A entrevista publica-se tal como se realizou, ultrapassando barreiras linguísticas, perguntas em português, respostas em castelhano.



REACTOR: Na sua obra “El Diseño Grafico, Una Voz Publica”, o design é definido como “operador cultural”, uma prática que contribui para instituir, legitimar e questionar os modos de “habitabilidade” contemporânea. Pode explicar melhor esta sua concepcção do design?

MARIA LEDESMA: El término operador cultural pertenece al diseñador italiano Ettore Sottsass, del mítico grupo Memphis. Yo lo he tomado para insistir en un diseñador comprometido con la realidad en la que actúa. No se trata, desde mi punto de vista, de un técnico que traduce las indicaciones de otro, sino de un profesional capaz de analizar críticamente la realidad, tomar partido y actuar en consecuencia.

R. : No pensamento de Maria Ledesma, o design é caracterizado como um processo social de “hacer saber”; “hacer ver” e “hacer hacer”. De acordo com esta interpretação, o designer pode ser visto como um “mediador político”? uma voz pública cuja função é dar voz (através do exercício ético da mediação) a quem a não tem?

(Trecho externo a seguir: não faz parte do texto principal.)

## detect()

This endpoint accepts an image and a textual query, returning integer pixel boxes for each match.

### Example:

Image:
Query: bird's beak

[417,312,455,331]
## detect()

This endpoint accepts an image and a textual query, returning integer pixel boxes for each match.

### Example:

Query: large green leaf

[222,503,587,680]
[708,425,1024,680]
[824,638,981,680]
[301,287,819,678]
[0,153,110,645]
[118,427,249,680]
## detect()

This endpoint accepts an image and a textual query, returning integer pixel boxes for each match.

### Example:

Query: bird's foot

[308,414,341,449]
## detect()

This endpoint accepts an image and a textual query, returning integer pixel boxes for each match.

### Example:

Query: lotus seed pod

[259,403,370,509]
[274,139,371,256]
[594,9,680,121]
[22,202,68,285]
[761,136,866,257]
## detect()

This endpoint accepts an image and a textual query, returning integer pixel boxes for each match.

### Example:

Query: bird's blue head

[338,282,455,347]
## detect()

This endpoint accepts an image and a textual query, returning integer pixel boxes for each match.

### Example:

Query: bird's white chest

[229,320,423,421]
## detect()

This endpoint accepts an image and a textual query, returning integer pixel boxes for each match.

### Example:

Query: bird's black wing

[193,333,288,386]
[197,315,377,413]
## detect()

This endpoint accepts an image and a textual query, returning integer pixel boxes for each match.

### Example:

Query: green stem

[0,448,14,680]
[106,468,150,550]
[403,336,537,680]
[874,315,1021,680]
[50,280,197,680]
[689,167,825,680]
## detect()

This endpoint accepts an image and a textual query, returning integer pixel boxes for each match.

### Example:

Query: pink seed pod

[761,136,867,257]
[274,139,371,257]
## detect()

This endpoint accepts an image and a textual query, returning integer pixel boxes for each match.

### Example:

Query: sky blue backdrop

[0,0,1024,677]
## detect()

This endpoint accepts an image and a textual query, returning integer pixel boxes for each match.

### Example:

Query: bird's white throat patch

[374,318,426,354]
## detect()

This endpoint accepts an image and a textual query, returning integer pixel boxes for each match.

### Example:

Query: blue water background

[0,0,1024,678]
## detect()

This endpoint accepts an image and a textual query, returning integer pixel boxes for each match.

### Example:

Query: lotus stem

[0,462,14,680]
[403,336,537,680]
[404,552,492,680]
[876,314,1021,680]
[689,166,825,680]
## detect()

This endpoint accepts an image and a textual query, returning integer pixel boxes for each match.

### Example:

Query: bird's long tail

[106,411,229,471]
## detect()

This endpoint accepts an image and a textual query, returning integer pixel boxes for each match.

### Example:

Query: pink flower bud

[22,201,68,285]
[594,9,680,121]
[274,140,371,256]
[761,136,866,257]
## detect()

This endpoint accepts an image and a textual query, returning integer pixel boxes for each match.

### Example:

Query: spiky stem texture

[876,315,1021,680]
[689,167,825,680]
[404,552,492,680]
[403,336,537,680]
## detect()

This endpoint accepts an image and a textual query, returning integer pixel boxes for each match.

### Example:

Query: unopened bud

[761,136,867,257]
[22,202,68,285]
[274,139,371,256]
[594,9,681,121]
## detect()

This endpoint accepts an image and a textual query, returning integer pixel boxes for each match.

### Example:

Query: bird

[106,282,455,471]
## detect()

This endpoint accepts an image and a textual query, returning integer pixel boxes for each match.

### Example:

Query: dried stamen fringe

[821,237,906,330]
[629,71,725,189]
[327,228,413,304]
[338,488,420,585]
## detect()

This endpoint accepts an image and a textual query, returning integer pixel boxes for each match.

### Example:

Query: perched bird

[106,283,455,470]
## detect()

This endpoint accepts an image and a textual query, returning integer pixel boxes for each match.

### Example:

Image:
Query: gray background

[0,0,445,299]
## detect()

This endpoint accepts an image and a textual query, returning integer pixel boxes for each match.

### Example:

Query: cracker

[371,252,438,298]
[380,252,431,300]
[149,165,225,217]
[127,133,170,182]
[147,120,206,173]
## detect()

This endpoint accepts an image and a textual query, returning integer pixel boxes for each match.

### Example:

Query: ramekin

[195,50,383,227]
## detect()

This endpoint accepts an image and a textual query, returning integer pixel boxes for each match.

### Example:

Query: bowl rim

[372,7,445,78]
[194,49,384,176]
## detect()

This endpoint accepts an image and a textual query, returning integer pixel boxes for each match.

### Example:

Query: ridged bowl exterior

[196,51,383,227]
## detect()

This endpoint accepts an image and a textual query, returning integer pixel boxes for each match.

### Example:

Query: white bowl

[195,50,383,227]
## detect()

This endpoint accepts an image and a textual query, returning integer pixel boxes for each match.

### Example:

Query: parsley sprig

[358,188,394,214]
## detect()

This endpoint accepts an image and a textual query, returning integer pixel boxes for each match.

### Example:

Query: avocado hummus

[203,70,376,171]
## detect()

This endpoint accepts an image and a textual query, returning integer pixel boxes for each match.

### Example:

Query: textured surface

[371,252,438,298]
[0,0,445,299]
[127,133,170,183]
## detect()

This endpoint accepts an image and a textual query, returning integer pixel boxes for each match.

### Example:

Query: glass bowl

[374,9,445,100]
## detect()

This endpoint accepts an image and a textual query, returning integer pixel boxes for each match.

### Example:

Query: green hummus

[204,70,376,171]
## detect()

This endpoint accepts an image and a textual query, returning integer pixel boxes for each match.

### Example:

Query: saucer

M. L. : Hacer ver, hacer saber y hacer hacer son procesos que realiza el diseñador, cualquiera sea su posición política. Hace-ver cuando organiza los textos y los vuelve legibles; hace-saber cuando informa o hace la información accesible y hace-hacer cuando sus textos intentan persuadir al receptor. Estos procesos se dan siempre. Pero, personalmente considero que el diseñador comprometido con su tiempo, puede hacer uso de ese ‘hacer-hacer’ para ponerse del lado de los desposeídos... lo pienso fundamentalmente desde la realidad latinomericana en la cual, el diseño puede constituirse en factor de desarrollo.

R. : A Maria Ledesma associou-se a algumas acções políticas, esteve envolvida, por exemplo, na convocatoria de cartazes “Malvenido Bush”. Que papel político tem o designer no mundo actual? Trata-se de um exercício de cidadania ou de um exercício de design?

M. L. : El ciudadano es el ciudadano y el diseñador el diseñador. Creo que el diseñador tiene que ser un analista simbólico de la realidad pero, el lugar político que elija, no depende de la profesión sino de su compromiso como ciudadano.

R. : Jorge Frascara1 fala em “quatro formas de design” (four different kinds of design): design que auxilia a vida (design to support life); design que facilita a vida (design to facilitate life); design que incrementa a vida (design to improve life) e design inconsequente (inconsequential design). A classificação parece-me interessante mas tenho dúvidas que se possa falar em “design inconsequente”. Parece-lhe possível falarmos em “design inconsequente”? poderá o design ser “neutro”?

M. L. : Creo que no hay diseño neutro, no hay modo de escapar a algún tipo de sentido. Creo que se podría entender la clasificación de Frascara como ‘diseño intrascendente’, diseño fugaz, sin peso en la vida social. Me vienen a la cabeza los versos de Hamlet: para enterrar a los muertos los que menos sirven son los sepultureros. A veces, hay diseñadores que tienen respuestas tan automatizadas, tan convencionalizadas que no tratan sus objetos con el respeto que merecen: esos son los diseñadores intrascendentes... no dejan huella.

R. : No início de Massive Change, Bruce Mau coloca a seguinte questão: Agora que é possível fazer tudo, o que é que devemos fazer? Como interpreta a questão do dever, da ética, ligada ao design?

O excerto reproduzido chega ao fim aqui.